This diagram illustrates the flow of image data through a regression neural network.

Load Data

The data set contains synthetic images of handwritten digits together with the corresponding angles (in degrees) by which each image is rotated.

Load the training and test data from the MAT files DigitsDataTrain.mat and DigitsDataTest.mat, respectively. The variables anglesTrain and anglesTest are the rotation angles in degrees. The training and test data sets each contain 5000 images.

load DigitsDataTrain
load DigitsDataTest

Display some of the training images.

numObservations = size(XTrain,4);
idx = randperm(numObservations,49);
I = imtile(XTrain(:,:,:,idx));
figure
imshow(I);

Figure contains an axes object.

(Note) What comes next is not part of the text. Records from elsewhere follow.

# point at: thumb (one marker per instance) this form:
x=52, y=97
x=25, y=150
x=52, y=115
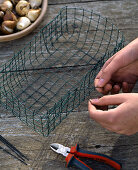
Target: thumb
x=110, y=100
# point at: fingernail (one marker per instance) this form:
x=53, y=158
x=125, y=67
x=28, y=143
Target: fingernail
x=101, y=82
x=94, y=100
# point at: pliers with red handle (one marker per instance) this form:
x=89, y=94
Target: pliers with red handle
x=74, y=152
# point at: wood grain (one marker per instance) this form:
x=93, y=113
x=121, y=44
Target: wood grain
x=77, y=127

The hidden axes object contains an object of type image.

Partition XTrain and anglesTrain into training and validation partitions using the trainingPartitions function, attached to this example as a supporting file. To access this function, open the example as a live script. Set aside 15% of the training data for validation.

[idxTrain,idxValidation] = trainingPartitions(numObservations,[0.85 0.15]);

XValidation = XTrain(:,:,:,idxValidation);
anglesValidation = anglesTrain(idxValidation);

XTrain = XTrain(:,:,:,idxTrain);
anglesTrain = anglesTrain(idxTrain);

Check Data Normalization

When training neural networks, it often helps to make sure that your data is normalized in all stages of the network. Normalization helps stabilize and speed up network training using gradient descent. If your data is poorly scaled, then the loss can become NaN and the network parameters can diverge during training. Common ways of normalizing data include rescaling the data so that its range becomes [0,1] or so that it has a mean of zero and standard deviation of one. You can normalize the following data:

Input data. Normalize the predictors before you input them to the network. In this example, the input images are already normalized to the range [0,1].
Layer outputs. You can normalize the outputs of each convolutional and fully connected layer by using a batch normalization layer.
Responses. If you use batch normalization layers to normalize the layer outputs in the end of the network, then the predictions of the network are normalized when training starts. If the response has a very different scale from these predictions, then network training can fail to converge. If your response is poorly scaled, then try normalizing it and see if network training improves. If you normalize the response before training, then you must transform the predictions of the trained network to obtain the predictions of the original response.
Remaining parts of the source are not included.